И так, как вы уже поняли мой Бог — планета Земля. Работая в угольных забоях Донбасса я не раз слышал как гулко стучит ее огромное сердце, как похихикивает она, слушая болтовню шахтеров о возможности проникновения к ее святая святых. Я не любил пустых словоизлияний. Вместо того, чтобы бежать с товарищами в нишу, где мы обычно отсиживались пока запальщики взрывали пласты, я забирался в бутовые щели и, в особенно тихие минуты перед взрывом вслушивался в ритмическое сердцебиение Земли.
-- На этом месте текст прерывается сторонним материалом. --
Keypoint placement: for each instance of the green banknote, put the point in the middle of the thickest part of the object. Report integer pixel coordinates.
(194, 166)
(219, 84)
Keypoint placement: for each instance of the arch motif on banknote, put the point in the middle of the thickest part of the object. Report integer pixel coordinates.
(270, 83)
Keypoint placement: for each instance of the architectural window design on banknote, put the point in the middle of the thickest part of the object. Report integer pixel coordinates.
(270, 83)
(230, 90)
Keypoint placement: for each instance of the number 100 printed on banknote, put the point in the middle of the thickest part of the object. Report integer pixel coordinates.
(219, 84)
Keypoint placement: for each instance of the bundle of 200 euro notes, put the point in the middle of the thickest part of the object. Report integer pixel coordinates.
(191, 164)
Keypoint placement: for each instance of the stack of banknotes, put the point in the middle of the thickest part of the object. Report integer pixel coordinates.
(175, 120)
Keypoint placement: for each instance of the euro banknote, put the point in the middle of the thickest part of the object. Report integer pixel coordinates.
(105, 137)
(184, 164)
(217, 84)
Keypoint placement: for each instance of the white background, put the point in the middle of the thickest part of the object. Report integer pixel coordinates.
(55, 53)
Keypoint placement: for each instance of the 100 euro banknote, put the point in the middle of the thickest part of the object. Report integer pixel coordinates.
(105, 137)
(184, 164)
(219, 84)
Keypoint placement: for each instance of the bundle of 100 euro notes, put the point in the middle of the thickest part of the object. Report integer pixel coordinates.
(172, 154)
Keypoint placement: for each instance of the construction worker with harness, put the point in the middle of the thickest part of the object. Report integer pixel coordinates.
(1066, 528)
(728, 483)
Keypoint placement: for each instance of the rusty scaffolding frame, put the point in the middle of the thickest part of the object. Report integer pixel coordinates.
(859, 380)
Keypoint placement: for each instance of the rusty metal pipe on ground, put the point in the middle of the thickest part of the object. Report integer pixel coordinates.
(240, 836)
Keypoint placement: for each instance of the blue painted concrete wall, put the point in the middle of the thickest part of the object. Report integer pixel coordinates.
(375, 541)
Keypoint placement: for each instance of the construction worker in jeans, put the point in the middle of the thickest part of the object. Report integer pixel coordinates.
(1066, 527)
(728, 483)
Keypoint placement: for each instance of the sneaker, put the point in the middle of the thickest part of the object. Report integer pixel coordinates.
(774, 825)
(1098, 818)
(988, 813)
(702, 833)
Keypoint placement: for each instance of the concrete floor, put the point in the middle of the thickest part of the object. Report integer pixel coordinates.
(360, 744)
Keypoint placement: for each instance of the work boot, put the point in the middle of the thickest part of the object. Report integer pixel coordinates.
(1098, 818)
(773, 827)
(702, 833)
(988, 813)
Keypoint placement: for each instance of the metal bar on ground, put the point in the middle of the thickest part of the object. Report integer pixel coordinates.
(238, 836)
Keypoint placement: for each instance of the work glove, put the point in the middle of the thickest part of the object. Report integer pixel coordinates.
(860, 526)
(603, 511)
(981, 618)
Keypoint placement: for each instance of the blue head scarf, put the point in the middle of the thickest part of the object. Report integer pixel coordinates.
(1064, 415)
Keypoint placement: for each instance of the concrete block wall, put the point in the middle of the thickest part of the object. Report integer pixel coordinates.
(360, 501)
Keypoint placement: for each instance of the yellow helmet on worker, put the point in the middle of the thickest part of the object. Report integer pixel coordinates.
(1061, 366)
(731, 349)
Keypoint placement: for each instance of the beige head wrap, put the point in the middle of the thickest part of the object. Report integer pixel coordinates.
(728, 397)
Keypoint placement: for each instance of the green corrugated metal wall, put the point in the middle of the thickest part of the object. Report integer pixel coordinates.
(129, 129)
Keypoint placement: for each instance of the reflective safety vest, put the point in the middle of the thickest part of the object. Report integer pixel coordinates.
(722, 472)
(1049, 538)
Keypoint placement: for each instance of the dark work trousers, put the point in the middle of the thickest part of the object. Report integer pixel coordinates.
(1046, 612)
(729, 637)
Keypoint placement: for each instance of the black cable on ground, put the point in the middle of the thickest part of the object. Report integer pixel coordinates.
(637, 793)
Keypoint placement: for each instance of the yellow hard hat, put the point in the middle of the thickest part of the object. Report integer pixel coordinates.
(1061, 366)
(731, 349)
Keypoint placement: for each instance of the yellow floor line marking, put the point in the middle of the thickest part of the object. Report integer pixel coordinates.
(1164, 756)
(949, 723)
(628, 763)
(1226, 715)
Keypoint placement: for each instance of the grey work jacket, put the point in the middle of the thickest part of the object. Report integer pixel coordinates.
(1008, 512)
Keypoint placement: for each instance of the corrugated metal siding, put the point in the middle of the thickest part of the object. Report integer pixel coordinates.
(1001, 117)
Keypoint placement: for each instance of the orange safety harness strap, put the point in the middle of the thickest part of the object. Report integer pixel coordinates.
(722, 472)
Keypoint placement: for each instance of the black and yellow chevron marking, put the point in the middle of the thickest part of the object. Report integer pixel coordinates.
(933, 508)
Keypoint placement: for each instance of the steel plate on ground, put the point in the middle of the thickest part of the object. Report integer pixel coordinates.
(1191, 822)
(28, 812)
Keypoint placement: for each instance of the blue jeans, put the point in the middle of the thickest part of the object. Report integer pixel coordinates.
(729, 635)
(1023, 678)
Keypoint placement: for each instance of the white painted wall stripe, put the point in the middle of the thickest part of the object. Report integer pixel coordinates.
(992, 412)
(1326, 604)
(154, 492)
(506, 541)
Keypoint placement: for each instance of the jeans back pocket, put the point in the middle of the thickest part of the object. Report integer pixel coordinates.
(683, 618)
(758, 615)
Это были прекраснейшие минуты моей жизни. Правда, некоторые мудрецы заявляли, что я просто ловил кайф, страдая от нехватки кислорода. Ведь в бутовые щели нагнетаемый в лавы воздух почти не проникал. В ответ я пожимал плечами: если кислородное голодание дарит человеку чувство сближения с его матерью-Землей, почему бы людям вместо курортов на Гавайях не опускаться на сотни метров вглубь планеты, и получать там кайф совершенно бесплатно, причем, не выезжая за пределы своей родины.

Шахтеры, которых я пытался убедить в том, что у Земли есть мозг, смеялись в ответ, некоторые крутили пальцем у виска, но соглашались со мной, когда я говорил, что планета, как любой живой организм, подрастает в объемах. Не случайно же на глубине 800 метров мы находили на сланцах окаменевшие оттиски мелких живых существ, листьев, прожилки на которых было приятно ощущать пучками пальцев. И все-таки чаще всего мои друзья шахтеры мечтали о предстоящей выпивке, вместо того, чтобы хотя бы мысленно просить прощения у Земли за то, что мы вынуждены рыться в ее утробе.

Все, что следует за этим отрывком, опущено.